Or it ought to. But when a Christian finds himself, on that most sacred of all the Christian holidays, in a Moslem country, say in Egypt, the procuring of the wherewithal to make the prescribed good cheer becomes a matter of no small difficulty.

If the Christian be an English one, the difficulties are apt to be increased by the fact that an Englishman is nothing if not conservative.

To the average Englishman the correct celebration of Christmas means attendance at divine service, perhaps!—the regulation Christmas dinner, certainly.

Christmas means a crisp, cold day, the home bright with glowing fires—a yule-log, maybe—and flashing with the brilliant green of ivy and the crimson of holly-berries; a dinner of roast-beef and plum-pudding; and, to wind up with, a bowl of steaming wassail and a kiss under the mistletoe.

When an Englishman finds himself in a country where he can sit in the open air, under a blazing sun, on Christmas Day, and where neither roast-beef nor plum-pudding has any place in the domestic economy, and where the "wassail" is always drunk iced, and called by another name, and where mistletoe does not grow, the possibility presents itself that he would be obliged to accommodate himself to the situation and do without these particular features.

Not at all!

He immediately sets to work to obtain them, crying aloud, meantime, against the barbarity of a land that does not offer, at this particular season, the things that are peculiar to his own tight little island.

To the casual observer this may seem a light task that he has set himself.
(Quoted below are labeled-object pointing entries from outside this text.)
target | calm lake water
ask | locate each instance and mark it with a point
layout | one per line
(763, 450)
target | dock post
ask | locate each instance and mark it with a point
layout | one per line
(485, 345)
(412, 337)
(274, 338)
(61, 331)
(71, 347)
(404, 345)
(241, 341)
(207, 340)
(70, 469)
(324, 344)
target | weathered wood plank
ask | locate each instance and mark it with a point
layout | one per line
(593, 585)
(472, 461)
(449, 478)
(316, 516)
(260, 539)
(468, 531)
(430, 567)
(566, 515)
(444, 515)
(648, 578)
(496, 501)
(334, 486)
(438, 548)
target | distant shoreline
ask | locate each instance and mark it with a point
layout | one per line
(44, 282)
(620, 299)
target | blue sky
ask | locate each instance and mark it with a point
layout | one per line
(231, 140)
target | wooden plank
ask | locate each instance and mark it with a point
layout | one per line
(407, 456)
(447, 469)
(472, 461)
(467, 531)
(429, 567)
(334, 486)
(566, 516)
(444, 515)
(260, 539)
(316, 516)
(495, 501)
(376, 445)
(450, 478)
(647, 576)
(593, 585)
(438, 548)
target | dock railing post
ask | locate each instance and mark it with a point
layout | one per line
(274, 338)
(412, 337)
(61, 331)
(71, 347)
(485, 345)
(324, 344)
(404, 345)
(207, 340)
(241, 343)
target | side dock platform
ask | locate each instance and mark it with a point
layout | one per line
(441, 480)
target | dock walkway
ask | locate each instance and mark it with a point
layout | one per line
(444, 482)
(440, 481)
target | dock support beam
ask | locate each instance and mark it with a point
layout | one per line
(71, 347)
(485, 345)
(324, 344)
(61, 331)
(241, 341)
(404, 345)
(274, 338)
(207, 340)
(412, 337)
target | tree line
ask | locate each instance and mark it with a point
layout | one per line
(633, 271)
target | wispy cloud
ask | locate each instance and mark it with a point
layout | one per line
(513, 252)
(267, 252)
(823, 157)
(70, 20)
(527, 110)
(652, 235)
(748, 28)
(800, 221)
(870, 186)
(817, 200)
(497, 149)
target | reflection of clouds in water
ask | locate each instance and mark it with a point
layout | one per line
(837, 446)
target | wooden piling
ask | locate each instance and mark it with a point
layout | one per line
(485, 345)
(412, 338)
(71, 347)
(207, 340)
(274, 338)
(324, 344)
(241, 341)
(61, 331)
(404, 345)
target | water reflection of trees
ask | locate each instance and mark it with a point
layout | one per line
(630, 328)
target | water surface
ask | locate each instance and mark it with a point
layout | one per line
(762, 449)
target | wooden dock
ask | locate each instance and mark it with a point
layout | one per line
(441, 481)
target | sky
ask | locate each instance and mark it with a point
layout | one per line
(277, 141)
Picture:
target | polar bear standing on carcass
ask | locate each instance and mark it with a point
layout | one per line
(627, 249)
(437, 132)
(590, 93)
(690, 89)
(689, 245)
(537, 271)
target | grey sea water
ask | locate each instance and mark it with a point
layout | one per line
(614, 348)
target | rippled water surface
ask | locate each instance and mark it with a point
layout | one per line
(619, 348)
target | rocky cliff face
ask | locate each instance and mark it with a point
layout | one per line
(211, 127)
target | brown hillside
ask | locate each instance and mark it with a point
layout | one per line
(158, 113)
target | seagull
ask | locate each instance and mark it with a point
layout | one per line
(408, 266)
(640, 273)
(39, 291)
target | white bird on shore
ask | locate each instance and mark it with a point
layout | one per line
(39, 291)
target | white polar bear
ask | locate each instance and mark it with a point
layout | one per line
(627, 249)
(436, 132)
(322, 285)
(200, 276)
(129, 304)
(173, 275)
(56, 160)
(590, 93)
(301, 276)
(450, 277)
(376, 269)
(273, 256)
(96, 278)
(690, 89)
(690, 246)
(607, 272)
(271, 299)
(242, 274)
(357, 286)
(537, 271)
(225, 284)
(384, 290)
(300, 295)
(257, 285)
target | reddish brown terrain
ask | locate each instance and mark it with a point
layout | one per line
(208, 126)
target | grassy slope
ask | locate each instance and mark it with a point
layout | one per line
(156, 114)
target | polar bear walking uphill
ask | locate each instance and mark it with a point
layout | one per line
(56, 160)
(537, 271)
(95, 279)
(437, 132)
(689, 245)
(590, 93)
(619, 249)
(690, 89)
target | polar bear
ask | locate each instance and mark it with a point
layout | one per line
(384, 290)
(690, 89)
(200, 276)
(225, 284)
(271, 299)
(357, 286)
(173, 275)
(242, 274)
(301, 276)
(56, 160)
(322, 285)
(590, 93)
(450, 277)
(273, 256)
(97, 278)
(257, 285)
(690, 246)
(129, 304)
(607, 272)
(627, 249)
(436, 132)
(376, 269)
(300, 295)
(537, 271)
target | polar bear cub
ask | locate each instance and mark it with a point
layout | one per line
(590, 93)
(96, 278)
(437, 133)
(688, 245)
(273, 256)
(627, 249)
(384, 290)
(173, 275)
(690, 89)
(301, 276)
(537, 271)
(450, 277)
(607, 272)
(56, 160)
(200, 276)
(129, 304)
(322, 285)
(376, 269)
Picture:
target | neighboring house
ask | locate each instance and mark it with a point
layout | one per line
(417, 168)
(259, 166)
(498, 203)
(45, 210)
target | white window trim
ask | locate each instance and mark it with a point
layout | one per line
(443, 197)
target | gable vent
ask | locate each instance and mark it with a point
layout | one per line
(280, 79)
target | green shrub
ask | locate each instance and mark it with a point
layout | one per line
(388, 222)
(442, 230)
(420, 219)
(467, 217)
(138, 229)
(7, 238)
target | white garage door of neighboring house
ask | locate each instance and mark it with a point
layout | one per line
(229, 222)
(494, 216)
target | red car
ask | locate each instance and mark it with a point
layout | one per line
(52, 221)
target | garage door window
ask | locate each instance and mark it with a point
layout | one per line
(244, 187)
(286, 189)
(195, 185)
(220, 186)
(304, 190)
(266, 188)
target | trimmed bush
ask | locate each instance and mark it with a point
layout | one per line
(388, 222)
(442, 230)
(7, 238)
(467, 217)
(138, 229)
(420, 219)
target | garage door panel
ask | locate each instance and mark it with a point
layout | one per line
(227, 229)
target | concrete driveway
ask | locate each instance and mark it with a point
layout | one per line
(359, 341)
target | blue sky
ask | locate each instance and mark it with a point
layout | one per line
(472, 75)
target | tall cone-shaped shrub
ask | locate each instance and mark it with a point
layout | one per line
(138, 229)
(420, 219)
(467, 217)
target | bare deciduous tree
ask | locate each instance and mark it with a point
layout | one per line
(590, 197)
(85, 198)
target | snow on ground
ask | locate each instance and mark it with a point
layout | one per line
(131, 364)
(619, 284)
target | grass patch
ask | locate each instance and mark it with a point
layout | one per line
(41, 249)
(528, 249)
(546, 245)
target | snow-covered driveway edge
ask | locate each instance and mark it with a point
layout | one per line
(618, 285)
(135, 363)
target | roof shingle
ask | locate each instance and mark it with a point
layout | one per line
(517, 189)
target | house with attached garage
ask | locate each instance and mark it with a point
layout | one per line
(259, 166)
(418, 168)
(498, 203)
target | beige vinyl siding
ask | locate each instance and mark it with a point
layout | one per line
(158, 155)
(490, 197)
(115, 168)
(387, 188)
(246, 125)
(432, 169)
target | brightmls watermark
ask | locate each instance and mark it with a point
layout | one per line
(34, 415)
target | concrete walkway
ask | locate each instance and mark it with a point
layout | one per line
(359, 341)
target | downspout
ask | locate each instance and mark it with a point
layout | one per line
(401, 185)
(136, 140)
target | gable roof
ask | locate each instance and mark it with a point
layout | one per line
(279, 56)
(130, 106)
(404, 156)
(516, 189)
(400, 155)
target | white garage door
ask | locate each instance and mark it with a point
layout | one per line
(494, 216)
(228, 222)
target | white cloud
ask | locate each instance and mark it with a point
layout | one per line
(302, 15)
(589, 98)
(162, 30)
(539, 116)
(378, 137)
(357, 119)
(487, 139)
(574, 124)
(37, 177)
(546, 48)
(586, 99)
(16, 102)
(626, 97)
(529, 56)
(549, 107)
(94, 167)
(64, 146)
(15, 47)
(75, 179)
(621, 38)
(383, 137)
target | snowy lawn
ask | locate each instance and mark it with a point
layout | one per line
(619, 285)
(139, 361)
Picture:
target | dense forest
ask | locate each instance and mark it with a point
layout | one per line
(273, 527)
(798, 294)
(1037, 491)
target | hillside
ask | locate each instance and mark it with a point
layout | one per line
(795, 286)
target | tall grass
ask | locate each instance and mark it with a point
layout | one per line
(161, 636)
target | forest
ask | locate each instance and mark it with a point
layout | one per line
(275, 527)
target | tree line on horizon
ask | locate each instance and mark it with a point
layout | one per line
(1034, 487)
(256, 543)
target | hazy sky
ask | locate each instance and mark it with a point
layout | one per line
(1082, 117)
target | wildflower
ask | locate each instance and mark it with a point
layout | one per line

But it is by no means so. On every hand he is met by an almost impenetrable wall of difficulties.

The fire he cannot have, for the very simple reason that there is no chimney in the house.

The beef he can get by sending for it to England, where it has been purchased from either Northern Europe or America. But where is the great fire before which it ought to be roasted, by the aid of a "jack," and with frequent bastings at the hands of a comfortable, rosy-cheeked, red-armed woman cook, in "Merry England"?